Question

A local sorority sold hot dogs and bratwursts at the spring fling picnics. The first day they sold 8 dozen hot dogs and 13 dozen bratwursts for ​$282.60. The second day they sold 10 dozen hot dogs and 15 dozen bratwursts for a total of ​$333.00. How much did each​ cost?
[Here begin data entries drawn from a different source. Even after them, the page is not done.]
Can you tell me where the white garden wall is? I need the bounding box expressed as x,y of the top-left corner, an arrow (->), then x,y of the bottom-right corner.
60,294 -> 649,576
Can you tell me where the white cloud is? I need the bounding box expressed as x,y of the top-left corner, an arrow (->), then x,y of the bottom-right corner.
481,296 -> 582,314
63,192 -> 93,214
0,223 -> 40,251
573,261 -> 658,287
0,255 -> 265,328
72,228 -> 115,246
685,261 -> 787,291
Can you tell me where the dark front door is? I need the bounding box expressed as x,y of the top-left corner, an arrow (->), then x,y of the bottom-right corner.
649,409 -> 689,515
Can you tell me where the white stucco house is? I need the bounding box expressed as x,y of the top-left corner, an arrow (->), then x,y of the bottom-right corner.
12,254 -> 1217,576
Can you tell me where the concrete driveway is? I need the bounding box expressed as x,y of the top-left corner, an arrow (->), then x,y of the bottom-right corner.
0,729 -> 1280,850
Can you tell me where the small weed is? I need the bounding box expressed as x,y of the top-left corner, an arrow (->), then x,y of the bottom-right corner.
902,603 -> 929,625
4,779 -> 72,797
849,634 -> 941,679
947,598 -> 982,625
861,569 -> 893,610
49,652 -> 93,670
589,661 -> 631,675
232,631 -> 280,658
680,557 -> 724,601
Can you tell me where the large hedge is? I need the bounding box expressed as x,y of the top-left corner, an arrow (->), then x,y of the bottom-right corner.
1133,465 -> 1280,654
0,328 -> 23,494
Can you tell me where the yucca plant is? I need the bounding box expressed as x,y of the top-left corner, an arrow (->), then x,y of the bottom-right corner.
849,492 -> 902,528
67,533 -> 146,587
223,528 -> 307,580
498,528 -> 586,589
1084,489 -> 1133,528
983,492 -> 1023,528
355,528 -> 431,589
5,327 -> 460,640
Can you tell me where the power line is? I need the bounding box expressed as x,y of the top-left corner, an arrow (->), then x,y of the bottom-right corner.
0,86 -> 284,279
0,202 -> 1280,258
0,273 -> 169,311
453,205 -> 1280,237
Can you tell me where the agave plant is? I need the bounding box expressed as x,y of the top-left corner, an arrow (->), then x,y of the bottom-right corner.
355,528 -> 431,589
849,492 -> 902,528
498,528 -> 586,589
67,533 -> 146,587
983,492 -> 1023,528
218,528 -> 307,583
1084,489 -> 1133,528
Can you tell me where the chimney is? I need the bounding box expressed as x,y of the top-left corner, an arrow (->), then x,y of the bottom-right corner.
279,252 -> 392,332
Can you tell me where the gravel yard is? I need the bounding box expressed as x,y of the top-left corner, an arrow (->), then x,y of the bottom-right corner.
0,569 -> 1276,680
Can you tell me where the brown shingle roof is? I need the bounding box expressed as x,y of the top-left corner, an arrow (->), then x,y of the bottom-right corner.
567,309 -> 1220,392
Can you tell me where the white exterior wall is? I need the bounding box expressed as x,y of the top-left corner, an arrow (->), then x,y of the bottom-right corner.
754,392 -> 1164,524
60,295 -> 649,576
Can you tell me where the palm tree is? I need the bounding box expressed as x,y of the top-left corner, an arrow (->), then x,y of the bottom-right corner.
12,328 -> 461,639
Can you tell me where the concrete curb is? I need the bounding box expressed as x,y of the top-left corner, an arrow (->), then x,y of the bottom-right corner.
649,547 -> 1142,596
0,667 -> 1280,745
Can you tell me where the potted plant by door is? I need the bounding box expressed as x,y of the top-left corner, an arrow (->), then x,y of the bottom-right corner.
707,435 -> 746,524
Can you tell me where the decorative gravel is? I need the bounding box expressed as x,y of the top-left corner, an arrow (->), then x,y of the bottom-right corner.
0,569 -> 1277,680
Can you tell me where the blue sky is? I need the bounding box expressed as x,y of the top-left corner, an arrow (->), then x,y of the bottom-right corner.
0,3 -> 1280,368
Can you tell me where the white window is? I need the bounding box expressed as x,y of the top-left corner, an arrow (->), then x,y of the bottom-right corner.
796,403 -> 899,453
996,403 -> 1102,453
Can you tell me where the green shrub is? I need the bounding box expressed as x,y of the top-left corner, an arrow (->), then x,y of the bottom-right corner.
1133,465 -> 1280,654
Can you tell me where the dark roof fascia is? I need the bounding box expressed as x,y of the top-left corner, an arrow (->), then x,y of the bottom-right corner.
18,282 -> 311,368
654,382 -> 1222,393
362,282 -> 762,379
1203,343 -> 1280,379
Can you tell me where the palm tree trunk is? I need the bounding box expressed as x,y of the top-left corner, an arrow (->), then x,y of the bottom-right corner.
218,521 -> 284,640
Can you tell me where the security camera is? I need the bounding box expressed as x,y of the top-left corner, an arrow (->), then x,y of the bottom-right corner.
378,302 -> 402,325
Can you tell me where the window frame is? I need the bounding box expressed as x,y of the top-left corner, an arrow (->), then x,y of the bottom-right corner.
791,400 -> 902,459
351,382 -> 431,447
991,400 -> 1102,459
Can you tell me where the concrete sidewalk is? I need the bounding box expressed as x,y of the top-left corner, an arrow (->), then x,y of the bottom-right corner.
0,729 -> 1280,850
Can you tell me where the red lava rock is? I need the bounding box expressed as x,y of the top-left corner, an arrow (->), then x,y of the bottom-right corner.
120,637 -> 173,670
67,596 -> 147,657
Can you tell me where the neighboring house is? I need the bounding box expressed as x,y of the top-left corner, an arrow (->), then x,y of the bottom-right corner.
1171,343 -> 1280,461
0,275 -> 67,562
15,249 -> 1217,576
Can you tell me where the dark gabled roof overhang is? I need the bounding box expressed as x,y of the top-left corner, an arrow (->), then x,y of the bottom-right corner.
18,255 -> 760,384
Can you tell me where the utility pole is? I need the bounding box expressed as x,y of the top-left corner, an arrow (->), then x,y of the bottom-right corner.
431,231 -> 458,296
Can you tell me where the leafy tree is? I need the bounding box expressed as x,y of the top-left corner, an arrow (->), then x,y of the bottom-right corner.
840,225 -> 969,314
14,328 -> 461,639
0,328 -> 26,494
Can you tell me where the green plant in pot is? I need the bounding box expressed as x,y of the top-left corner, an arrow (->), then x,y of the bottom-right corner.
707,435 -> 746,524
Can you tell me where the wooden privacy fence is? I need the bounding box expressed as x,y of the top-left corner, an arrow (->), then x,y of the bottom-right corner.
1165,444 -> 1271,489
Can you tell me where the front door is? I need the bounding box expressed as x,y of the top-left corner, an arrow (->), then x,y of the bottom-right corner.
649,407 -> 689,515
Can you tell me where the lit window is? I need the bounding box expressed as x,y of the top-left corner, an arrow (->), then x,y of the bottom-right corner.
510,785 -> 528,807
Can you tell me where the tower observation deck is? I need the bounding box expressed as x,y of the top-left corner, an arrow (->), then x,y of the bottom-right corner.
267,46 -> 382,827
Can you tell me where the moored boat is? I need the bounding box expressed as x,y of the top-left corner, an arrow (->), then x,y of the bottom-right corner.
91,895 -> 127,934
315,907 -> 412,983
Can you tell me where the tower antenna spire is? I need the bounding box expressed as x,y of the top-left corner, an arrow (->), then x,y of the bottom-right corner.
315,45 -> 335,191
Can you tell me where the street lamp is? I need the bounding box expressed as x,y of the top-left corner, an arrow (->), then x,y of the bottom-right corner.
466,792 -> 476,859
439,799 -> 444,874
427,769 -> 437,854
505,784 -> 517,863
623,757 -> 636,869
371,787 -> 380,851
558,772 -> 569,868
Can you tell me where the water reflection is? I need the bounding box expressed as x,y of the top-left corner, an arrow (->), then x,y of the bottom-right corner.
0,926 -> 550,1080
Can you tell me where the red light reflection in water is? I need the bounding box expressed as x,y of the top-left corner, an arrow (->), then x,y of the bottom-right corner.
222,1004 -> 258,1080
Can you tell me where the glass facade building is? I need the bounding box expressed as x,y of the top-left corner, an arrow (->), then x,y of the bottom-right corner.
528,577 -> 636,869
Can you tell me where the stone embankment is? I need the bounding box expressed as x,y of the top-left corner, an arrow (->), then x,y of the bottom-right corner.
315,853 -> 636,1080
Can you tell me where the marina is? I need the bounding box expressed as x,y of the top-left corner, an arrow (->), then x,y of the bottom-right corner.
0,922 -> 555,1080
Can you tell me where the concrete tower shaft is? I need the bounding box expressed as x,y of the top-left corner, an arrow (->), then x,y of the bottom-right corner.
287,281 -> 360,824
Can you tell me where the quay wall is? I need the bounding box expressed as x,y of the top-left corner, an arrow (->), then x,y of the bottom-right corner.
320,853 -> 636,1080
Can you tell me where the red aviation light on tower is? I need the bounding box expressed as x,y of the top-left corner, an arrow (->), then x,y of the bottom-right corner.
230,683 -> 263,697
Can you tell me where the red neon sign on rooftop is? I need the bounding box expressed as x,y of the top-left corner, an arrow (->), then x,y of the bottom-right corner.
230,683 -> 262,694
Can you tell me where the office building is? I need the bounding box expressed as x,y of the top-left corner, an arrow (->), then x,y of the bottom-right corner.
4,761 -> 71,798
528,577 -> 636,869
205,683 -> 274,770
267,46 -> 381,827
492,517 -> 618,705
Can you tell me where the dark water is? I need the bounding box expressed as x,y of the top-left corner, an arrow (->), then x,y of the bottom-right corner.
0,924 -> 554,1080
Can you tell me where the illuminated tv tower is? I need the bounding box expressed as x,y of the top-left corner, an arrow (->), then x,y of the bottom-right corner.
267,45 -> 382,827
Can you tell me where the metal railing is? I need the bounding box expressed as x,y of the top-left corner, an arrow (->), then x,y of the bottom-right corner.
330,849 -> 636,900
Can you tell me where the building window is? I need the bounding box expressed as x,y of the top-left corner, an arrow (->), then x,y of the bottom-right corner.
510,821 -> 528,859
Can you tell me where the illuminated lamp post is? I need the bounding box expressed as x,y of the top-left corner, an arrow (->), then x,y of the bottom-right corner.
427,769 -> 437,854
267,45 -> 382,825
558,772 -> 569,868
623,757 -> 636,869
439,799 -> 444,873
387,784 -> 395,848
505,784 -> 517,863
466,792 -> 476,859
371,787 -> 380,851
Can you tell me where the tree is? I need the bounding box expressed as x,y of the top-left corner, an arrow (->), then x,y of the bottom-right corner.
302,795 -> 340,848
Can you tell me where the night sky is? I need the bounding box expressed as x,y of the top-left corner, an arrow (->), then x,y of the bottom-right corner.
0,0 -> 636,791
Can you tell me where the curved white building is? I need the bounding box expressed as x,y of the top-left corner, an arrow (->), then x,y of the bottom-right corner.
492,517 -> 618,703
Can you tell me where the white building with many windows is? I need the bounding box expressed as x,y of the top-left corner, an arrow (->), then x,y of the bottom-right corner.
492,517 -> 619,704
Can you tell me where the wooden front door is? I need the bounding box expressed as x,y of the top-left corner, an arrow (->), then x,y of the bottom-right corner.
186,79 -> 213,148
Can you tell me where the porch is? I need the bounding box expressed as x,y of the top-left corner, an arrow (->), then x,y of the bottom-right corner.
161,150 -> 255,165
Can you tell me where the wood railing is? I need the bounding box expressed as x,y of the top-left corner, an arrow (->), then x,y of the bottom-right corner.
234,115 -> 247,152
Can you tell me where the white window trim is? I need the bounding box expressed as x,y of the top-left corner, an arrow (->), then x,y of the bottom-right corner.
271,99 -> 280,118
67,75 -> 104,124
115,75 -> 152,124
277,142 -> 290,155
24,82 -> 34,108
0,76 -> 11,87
Solve this system using an inverse matrix.​ (Hint: It's easier to leave the dozens in the problem until the last​ step.)

Answer 1

1 hot dog costs $0.75

1 bratwurst costs $1.35

Explanation:

Let x and y be the price per dozen of hot dogs and bratwursts respectively.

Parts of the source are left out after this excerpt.